This weekend, I decided to branch out from the usual and just have a low key weekend; I didn’t go to some of the socials, basically just lay low. Everything was going great, until I got the dreaded phone call: no one could locate one of my friends. There goes my stress-free, uneventful weekend. Calls had to be made, Uber’s ordered, etc. Now, many may be wondering, “If you weren’t even out with them, why are you the one who has to be in charge and find her?” Well, somehow, some way, I became the “mom” of the friend group.
There’s always one mom in every friend group. She’s the maker of soup when sick, the shoulder to cry on when life gets rough, your biggest cheerleader when everything goes right, yet still your friend so you can talk about a few more “touchy” or “inappropriate” subjects than you can with your actual mom. And all of that is fine and dandy. Anyone who becomes the Mom has always had more of a motherly, caring nature, so that part comes naturally to us and is all good. However, the Mom is also the caretaker of the drunken stupor the rest of the friends fall into every weekend. And that’s where things get dicey.
Listen, my friends are amazing. I love them to pieces and I honestly don’t know where I’d be without them. But, like any other human, they have their faults, one of them being getting plastered frequently. Like once or twice a weekend frequently. And, as their Mom, I’m the one who ends up taking care of them. Every. Weekend. It’s become a super frustrating, unenjoyable routine. When I go out with them, I have to babysit and watch like a hawk to make sure nothing goes wrong. Each week, I am prepared for the worst, but always hoping for the best. Usually we end up in the middle; no one is throwing up but they’re still pretty difficult. I know this sounds like it’s no fun, and believe me, it isn’t, but there is most definitely a silver lining that shines through the dark cloud that is being the Mom.

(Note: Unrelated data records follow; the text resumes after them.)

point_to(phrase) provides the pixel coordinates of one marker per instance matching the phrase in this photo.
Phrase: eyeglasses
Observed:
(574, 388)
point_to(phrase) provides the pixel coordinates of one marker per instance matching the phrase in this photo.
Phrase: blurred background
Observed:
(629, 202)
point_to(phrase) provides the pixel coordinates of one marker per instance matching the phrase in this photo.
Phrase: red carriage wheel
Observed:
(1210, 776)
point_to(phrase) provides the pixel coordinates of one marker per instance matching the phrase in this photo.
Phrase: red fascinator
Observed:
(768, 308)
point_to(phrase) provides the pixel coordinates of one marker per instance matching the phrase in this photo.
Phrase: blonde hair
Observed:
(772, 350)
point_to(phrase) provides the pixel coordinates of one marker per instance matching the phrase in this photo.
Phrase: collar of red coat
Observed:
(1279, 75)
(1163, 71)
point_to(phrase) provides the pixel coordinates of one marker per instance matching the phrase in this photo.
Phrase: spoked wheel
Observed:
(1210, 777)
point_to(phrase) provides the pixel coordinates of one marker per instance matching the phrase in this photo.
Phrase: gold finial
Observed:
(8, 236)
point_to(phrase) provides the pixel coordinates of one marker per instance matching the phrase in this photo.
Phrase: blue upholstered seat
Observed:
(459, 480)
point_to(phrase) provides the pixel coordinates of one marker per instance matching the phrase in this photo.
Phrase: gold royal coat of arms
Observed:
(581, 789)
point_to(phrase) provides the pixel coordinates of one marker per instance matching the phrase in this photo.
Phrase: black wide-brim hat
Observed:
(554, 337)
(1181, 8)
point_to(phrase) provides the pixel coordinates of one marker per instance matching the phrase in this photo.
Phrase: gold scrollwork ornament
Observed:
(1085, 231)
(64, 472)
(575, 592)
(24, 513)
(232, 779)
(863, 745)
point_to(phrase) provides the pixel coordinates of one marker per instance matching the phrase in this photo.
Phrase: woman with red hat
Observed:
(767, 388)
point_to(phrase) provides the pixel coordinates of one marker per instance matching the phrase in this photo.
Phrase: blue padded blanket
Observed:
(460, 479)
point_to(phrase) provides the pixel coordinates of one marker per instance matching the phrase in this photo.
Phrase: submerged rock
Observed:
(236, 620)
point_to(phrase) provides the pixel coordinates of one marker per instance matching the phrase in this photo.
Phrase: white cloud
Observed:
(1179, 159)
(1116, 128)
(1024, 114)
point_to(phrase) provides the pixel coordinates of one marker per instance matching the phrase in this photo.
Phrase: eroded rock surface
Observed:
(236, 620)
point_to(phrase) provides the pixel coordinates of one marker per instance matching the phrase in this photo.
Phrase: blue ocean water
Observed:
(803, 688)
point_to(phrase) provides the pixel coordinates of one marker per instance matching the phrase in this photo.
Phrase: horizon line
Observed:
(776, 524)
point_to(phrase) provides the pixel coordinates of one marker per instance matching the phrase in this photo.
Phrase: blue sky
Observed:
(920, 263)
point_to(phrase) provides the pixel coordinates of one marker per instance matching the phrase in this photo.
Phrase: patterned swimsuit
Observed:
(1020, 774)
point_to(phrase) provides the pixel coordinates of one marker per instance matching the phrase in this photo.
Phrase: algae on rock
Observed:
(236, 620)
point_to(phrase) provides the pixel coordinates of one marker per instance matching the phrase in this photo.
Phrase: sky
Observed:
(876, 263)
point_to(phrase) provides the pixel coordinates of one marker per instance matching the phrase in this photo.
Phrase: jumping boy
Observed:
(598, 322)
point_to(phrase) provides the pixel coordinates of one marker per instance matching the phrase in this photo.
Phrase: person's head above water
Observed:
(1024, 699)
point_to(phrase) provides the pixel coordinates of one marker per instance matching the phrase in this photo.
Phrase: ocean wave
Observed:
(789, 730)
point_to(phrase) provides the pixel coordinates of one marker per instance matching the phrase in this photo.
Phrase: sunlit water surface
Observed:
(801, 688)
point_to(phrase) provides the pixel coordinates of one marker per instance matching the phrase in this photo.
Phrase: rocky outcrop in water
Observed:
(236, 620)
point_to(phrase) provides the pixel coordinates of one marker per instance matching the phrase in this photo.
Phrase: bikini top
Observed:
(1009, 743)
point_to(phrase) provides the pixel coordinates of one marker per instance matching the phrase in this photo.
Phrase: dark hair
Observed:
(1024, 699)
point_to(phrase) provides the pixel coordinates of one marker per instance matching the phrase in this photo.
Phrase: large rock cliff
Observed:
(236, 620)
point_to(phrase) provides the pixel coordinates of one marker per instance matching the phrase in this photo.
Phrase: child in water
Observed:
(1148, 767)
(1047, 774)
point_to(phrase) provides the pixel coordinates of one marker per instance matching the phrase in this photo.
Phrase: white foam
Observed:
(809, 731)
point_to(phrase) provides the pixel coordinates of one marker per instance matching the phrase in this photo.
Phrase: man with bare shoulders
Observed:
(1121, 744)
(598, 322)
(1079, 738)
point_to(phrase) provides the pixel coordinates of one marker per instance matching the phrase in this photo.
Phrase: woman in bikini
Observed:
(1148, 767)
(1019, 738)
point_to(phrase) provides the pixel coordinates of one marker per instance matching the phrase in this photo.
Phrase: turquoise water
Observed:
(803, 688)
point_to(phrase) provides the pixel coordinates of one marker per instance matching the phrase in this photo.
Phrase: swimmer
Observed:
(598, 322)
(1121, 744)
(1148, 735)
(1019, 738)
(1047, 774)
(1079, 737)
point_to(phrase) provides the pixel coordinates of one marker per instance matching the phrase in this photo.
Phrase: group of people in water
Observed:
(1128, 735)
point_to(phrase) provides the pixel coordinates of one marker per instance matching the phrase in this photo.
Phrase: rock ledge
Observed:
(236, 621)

First benefit is easily the guilt your friend feels that follows after one of those horrible nights. She spoils you like CRAZY. She buys you food, maybe does your laundry, anything you want done is going to happen. However, that doesn’t last forever. Once they realize you’ll take care of them and love them despite their debaucheries, they start to lose the appreciation. So enjoy that while it lasts, fellow Mom’s. Next, I have such an increased appreciation for my (biological) mom. If I was half as difficult as my friends can get, she deserves an award. If I ever was as difficult as my friends, then mom, I AM SO SO SORRY. Being a mom is such hard work, and I am so appreciative now of everything she’s done. Another plus is I have become so much more responsible and put together. I mean, I have to be so I can take care of them. But it now translates to every part of my life, which is so great. The final benefit is my friends are easily the best form of birth control known to man. If that’s how difficult kids can be (minus the alcohol), I literally want no part of it until I am around 35, when hopefully I have more patience. Heck, I don’t even know if I want kids anymore. So no worries in that part of my life without a doubt.
Being the Mom is really hard work. It’s stressful, frustrating, and can really just plain suck at times. Despite all that, I wouldn’t trade it for anything. Being there for my friends gives me so much fulfillment in my life. But you know, if they maybe needed less care-taking, I wouldn’t be opposed to that in the slightest. The ball is in your court, ladies.